Jordanian officials had until now resisted the possibility al-Qaida was active in the kingdom, one of the United States' closest allies in the Middle East. Al-Qaida infiltration comes at a sensitive time for Jordan, squeezed between Israel-Palestinian violence and the potential of a U.S. war against neighboring Iraq.
"There could be some small cells here and there, but we managed to arrest most of their members if not all," Information Minister Mohammad Affash Adwan told The Associated Press Sunday.
He did not elaborate, and it was unclear if he was referring to arrests beyond those announced Saturday of Libyan Salem Saad bin Suweid and Jordanian Yasser Fatih Ibrahim.
The two are accused in the Oct. 28 shooting of U.S. diplomat Laurence Foley outside his home in the Jordanian capital, Amman.
But officials say the two men, reportedly arrested Dec. 3, had bigger plans. A statement from Adwan said the two admitted their al-Qaida cell had intended to smuggle surface-to-air-missiles into the country. The statement also said Ahmed al-Kalaylah -- a fugitive top al-Qaida commander better known as Abu Musaab al-Zarqawi -- supplied the two suspects with machine guns, grenades and money to carry out attacks against embassies and foreign diplomats.
Links to extremists
Libyan security officials told AP on Sunday that they had been seeking bin Suweid since 1988, apparently for links to extremists, and had alerted other Arab security agencies to watch for him. The officials, speaking on condition of anonymity, said the 40-year-old bin Suweid, also known as Abu Suheib Habib and Salem bin Suriya, left Libya for Afghanistan in 1988, joined al-Qaida and rose to lead a cell.
It was not the first time an al-Qaida link had surfaced in Jordan.
In November 1999, Jordanian authorities foiled a plot to use poison gas and explosives in attacks against Americans and Israelis in hotels and tourist sites during millennium celebrations.
During a trial in the millennium plot, the military prosecutor told reporters that the 28 defendants were accused of belonging to al-Qaida. Most of the defendants were found guilty on various charges, but the military court said there was insufficient evidence al-Qaida was active in Jordan.

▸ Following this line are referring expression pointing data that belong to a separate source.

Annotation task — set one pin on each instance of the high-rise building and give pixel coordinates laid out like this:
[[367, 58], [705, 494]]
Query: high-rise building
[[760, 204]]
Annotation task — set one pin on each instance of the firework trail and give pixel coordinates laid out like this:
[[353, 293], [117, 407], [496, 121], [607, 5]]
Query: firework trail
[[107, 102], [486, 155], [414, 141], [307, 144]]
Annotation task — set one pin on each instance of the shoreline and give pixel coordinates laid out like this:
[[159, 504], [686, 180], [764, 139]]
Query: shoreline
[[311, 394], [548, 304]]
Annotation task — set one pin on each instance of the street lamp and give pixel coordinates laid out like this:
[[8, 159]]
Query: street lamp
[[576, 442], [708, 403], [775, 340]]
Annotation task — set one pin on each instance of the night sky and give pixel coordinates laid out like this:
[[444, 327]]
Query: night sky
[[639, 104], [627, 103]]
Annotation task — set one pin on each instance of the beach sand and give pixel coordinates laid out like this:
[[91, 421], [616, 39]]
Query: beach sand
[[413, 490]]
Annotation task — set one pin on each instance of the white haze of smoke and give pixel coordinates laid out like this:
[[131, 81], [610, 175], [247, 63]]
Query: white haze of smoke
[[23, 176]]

Months after the millennium plot was uncovered, Jordanian security officials have said, bin Laden is said to have sent his terrorists after King Abdullah II and his family as they vacationed on a yacht in the Mediterranean off the coast of an unnamed European country. That plot failed after Jordanian security received a tip. Abdullah's strong ties to the United States and his country's peace treaty with Israel may have made him a target.
Jordan, home to 44 percent of the Arab world's 3.6 million Palestinian refugees, fears escalating Arab-Israeli fighting in the neighboring West Bank could spill over into its territory or drive more refugees into the kingdom.
Another potential refugee crisis looms if the United States attacks neighboring Iraq to rid it of weapons of mass destruction it is accused of stockpiling.
The perception that Washington sides with Israel and is unfairly threatening ordinary Iraqis fuels Arab anger at the United States -- and Jordan is caught in the middle.
Another source of instability became clear last month, when fatal gunfire between police and rebellious crowds in the southern Jordanian city of Maan. The government blamed the battle on gangs trading in guns and drugs, but analysts say the real cause of the trouble in a city known for an ultraconservative brand of Islam is resentment at the government and its policies.